AUTORES
- Alaia Juaristi Etxabe. Enfermera. Hospital de Barbastro. Servicio Aragonés de Salud. Huesca, Aragón España.
- Paula Consejo Gracia. Enfermera. C.S Ramón y Cajal Servicio Aragonés de Salud. Zaragoza, Aragón España.
- Lucia Clau Tena. Enfermera. Hospital de Barbastro Servicio Aragonés de Salud. Huesca, Aragón España.
- Candela Rivas Enrique. Enfermera. Hospital Universitarios. Miguel Servet, Servicio Aragonés de Salud. Zaragoza, Aragón España.
- Carmen Vilarrubi Rovira. Enfermera, Hospital de Barbastro, Servicio Aragonés de Salud. Huesca, Aragón España.
- Adriana Serra Betrán. Enfermera. Hospital Universitario San Jorge. Servicio Aragonés de Salud. Huesca, Aragón España.
RESUMEN
Introducción: El periodo posterior a un intento de suicidio constituye la fase de mayor riesgo de reincidencia, especialmente durante los primeros 3 a 6 meses. En este contexto, las intervenciones de contacto y seguimiento tras el alta -muchas de ellas diseñadas o aplicadas por personal de enfermería, como el seguimiento telefónico o el plan de seguridad- se han consolidado como una de las estrategias más estudiadas para reducir la reincidencia. Objetivo: Analizar el impacto de las intervenciones de enfermería aplicadas tras un intento de suicidio en la prevención de la reincidencia. Metodología: Revisión sistemática siguiendo la declaración PRISMA 2020, con búsqueda en PubMed, Scopus, CINAHL, PsycINFO y Cochrane Library de estudios publicados entre 2013 y 2026. Resultados: Se incluyeron 9 documentos. El plan de seguridad combinado con seguimiento telefónico redujo la conducta suicida frente a la atención habitual; los metaanálisis sobre contacto activo y seguimiento (llamadas, cartas o postales) mostraron reducciones consistentes de la reincidencia durante los primeros 6 meses; y un estudio con seguimiento telefónico realizado íntegramente por personal de enfermería mostró una reducción significativa de la reincidencia.
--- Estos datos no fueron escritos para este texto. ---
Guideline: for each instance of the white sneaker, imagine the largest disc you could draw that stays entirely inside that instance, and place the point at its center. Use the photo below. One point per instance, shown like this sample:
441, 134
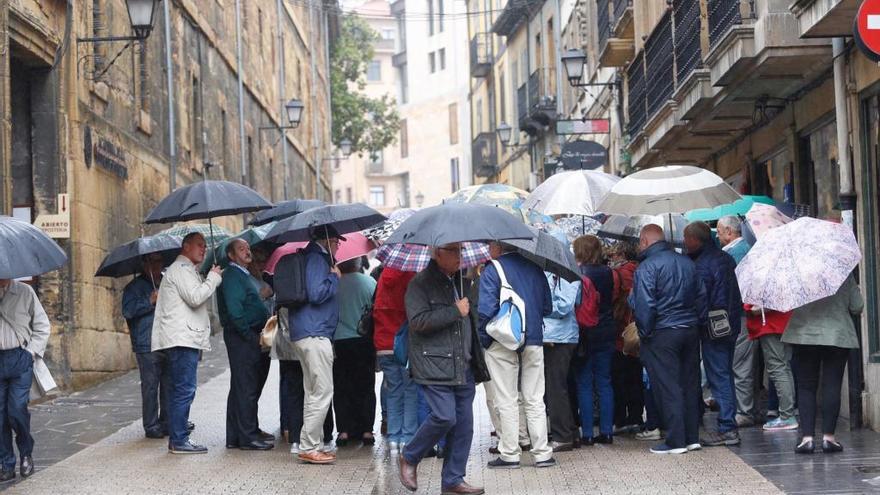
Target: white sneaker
649, 435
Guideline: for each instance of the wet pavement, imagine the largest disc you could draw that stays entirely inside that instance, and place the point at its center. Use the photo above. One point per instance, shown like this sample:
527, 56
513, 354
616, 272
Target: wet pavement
92, 442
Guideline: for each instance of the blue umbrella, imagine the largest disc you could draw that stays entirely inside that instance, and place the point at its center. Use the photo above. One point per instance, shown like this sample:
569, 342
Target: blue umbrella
26, 251
126, 259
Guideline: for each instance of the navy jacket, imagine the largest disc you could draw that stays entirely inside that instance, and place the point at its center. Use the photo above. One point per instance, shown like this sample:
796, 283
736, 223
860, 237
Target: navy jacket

No obstante, un estudio español con seguimiento a 5 años mostró que el beneficio inicial no se mantenía a largo plazo. Discusión-conclusiones: Las intervenciones de contacto y seguimiento lideradas por enfermería tras un intento de suicidio reducen de forma significativa la reincidencia a corto y medio plazo, por lo que deberían integrarse de forma sistemática en los protocolos de alta hospitalaria, reforzando su continuidad más allá del primer año.
PALABRAS CLAVE
Intento de suicidio, prevención del suicidio, enfermería psiquiátrica, servicio de urgencia en hospital, continuidad de la atención al paciente, teléfono.
ABSTRACT
Introduction: The period after a suicide attempt represents the phase of highest risk of reattempt, especially during the first 3 to 6 months. In this context, contact and follow-up interventions after discharge -many of them designed or delivered by nursing staff, such as telephone follow-up or the safety plan- have become one of the most widely studied strategies to reduce reattempt. Objective: To analyse the impact of nursing interventions applied after a suicide attempt on the prevention of reattempt. Methodology: A systematic review was conducted following the PRISMA 2020 statement, searching PubMed, Scopus, CINAHL, PsycINFO and Cochrane Library for studies published between 2013 and 2026. Results: Nine documents were included. The safety plan combined with telephone follow-up reduced suicidal behaviour compared with usual care; meta-analyses of active contact and follow-up (calls, letters or postcards) showed consistent reductions in reattempt during the first 6 months; and a study with telephone follow-up delivered entirely by nursing staff showed a significant reduction in reattempt. However, a Spanish study with 5-year follow-up showed that the initial benefit was not maintained in the long term. Discussion-conclusions: Nurse-led contact and follow-up interventions after a suicide attempt significantly reduce reattempt in the short and medium term, and should be systematically integrated into hospital discharge protocols, reinforcing their continuity beyond the first year.
KEY WORDS
Suicide, attempted, suicide prevention, psychiatric nursing, emergency service, hospital, continuity of patient care, telephone.
INTRODUCCIÓN
El suicidio constituye un grave problema de salud pública, con cerca de 700.000-800.000 muertes anuales en el mundo, y con un número de intentos que puede llegar a ser hasta 20 veces superior al de fallecimientos. Un intento previo de suicidio es, con diferencia, el factor de riesgo aislado más importante para un fallecimiento por suicidio posterior, siendo el riesgo especialmente elevado durante los primeros meses tras el intento -sobre todo entre el tercer y el sexto mes-, periodo en el que además muchos pacientes abandonan el seguimiento en salud mental tras el alta hospitalaria.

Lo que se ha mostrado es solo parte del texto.